È fondamentale conoscere la storia del teatro, ma soprattutto leggere i testi, a partire dai classici greci fino ad arrivare ai grandi del Novecento: da un punto di vista teorico La mia vita nell’arte di Stanislavskij, Il teatro e il suo doppio di Artaud, Per un teatro povero di Grotowski, L’attore biomeccanico di Mejerchol’d e in generale tutti gli scritti teorici dei maestri eretici del ‘900, che scardinano la tradizione ma dopo averla molto ben assimilata, senza dimenticare quelli di Eugenio Barba, le note di regia di Strehler e il suo carteggio con Grassi, le raccolte di Harold Bloom su Shakespeare, il romanzo Infinite Jest di David Foster Wallace (per i molteplici riferimenti ad Amleto) e Il teatro e il suo spazio di Peter Brook, opere che chi si occupa di teatro non può non conoscere.

Prima vennero i critici puri, poi i giornalisti che si occupavano di critica: come saranno i critici di domani?

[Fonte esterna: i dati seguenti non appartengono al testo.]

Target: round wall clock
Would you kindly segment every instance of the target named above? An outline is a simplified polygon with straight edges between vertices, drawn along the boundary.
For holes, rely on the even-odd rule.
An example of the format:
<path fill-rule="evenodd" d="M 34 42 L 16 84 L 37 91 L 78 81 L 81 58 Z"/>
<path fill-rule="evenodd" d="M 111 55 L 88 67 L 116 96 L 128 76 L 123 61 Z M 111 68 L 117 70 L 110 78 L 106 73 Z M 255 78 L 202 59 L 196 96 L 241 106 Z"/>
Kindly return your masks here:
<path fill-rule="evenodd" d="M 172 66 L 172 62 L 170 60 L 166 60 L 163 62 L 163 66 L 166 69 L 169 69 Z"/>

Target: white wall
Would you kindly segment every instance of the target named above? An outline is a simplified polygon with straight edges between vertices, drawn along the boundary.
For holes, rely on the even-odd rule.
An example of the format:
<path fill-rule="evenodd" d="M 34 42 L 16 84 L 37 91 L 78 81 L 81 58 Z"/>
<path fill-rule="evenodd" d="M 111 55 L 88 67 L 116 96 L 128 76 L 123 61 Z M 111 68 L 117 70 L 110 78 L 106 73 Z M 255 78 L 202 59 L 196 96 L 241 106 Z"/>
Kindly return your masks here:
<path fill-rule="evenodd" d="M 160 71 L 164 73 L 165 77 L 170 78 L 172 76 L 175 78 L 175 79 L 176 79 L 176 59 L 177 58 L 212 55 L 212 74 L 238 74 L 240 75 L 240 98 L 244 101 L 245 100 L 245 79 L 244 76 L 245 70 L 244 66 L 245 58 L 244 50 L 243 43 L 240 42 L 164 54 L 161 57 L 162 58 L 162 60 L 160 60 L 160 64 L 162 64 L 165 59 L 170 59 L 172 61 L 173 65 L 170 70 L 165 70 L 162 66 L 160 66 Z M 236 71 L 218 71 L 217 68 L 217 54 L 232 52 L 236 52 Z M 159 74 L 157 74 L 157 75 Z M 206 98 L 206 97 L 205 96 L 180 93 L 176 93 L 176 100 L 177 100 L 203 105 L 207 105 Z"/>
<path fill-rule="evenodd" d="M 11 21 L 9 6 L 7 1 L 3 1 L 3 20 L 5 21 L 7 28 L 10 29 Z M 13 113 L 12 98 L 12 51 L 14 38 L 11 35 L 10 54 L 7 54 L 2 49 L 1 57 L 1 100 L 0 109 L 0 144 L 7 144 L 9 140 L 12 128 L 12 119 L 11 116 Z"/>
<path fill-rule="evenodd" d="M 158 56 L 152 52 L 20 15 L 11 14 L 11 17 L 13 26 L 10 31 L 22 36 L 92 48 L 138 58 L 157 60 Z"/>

Che cosa vedranno? Di che cosa scriveranno? Su che cosa si documenteranno?
Vedremo sempre meno spettacoli mastodontici (per motivi economici); sarà assente l’idea di regia critica (nonostante il talento di registi come Latella e Binasco), che in Italia è morta con Massimo Castri, e la danza, che sente meno il peso della “letteratura”, avrà maggiore libertà. C’è un grande dibattito sul futuro della critica: la componente più tradizionale, in un certo senso, è morta, non esistono più distinzioni e, ricalcando quanto succede in politica, si avverte il bisogno di elaborare nuove categorie per descrivere la realtà. Il ricambio generazionale ha avviato delle trasformazioni: sul fronte teatrale c’è un’ipertrofia di produzione e vitalità, ma molta confusione. Ariane Mnouchkine, che ho recentemente ascoltato, ha detto bene: «noi eravamo di meno, e avevamo maestri che erano felici di vederci crescere». In questa guerra tra generazioni, la mia ha commesso clamorosi errori di scarsa ambizione, limitandosi a crescere all’ombra di chi l’aveva preceduta. E il vostro disincanto, che deriva dalla sparizione dell’ideologia, può solamente esser d’aiuto. Avete un grande vantaggio: vivete sulle macerie. E, forse, questo potrebbe essere da stimolo per la ricostruzione.